In the fall of 2022, she was in desperate need of a bioreactor. She says:

“I must have sent more than 20 emails to people I knew had access to a bioreactor – some replied, others did not. I was getting worried I might not succeed. If I did not get access to one, I would not be able to move forward. So when my business developer from The Kitchen at Aarhus University, Lisa Mejlvang Lindgaard, said there might be an opening at the Faculty of Technical Sciences, I jumped at it!”

The opening allowed Marcela Mendoza Suárez to use AU Engineering’s six bioreactors when they were not used for teaching bachelor’s degree students. This enabled the entrepreneurial researcher to produce the first prototypes of her customized fertilizers.

AU Launch gives a helping hand

In 2022, Marcela Mendoza Suárez had the opportunity to apply for funding to obtain her very own bioreactor.

The money came from AU Launch, a grant to help startups at Aarhus University develop their commercial potential. And she got DKK 200,000. She says:

“The AU Launch money was crucial to SymbioMatch. Many grants cannot be used for equipment, but AU Launch could. And of course, the bioreactor should be available of other researchers and students who are on an entrepreneurial journey. It makes so much sense.”

SymbioMatch is currently running field trials with crops in Germany to test their customized biofertilizers in the facilities of the plant breeding company NPZ. The founder team – which also includes professor Stig Uggerhøj Andersen and assistant professor Marcin Nadzieja – hope to spin out of Aarhus University by 2024.

Teaching

Besides giving entrepreneurial minded peers access to a bioreactor, Marcela Mendoza Suárez is also committed to teaching junior researchers how to scale up their lab research.

“At the end of May, I hosted a joint workshop with the company that sells the reactors.

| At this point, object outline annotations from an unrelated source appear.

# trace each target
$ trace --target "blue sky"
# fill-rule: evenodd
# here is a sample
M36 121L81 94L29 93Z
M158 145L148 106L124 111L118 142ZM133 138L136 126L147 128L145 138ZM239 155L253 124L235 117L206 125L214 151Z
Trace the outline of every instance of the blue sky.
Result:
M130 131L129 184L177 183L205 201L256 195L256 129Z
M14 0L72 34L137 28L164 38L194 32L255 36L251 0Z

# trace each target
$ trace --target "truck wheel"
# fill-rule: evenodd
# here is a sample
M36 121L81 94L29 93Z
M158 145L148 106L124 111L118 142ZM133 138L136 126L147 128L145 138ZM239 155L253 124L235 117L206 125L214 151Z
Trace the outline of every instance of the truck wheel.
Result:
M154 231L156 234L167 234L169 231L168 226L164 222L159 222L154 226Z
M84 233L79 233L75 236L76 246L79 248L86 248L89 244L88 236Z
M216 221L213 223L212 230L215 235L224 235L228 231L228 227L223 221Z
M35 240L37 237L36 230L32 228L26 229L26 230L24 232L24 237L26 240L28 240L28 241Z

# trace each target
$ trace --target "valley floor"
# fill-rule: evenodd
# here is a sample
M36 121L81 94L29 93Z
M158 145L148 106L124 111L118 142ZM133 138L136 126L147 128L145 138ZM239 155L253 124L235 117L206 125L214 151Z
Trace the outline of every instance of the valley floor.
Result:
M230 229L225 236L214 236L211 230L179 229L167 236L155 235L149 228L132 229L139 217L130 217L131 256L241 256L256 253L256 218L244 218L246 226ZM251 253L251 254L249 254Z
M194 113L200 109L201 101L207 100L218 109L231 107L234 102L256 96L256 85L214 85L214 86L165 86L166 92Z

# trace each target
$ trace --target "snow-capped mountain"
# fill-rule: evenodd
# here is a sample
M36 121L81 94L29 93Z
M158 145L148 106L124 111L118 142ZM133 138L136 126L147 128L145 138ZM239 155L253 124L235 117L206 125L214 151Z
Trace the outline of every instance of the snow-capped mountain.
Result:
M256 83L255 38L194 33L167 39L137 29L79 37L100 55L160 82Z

We taught postdocs and PhD students how to use a bioreactor, with the hope that they would recognize its potential not only to fuel their own entrepreneurial ideas but also to learn how to scale up certain steps of their protocols in their own research, which can help them develop new research grant applications,” she concludes.

Marcela Mendoza Suárez is a Biotechnology Engineer with a Master’s degree in Environmental Sciences, and she holds a PhD focused on plant interactions with beneficial root-associated microorganisms. She joined the the Department of Molecular Biology and Genetics at Aarhus University in 2019 to work on ProFaba – an EU project with the aim to develop improved vicia faba breeding practices and varieties to drive domestic protein production in the European Union.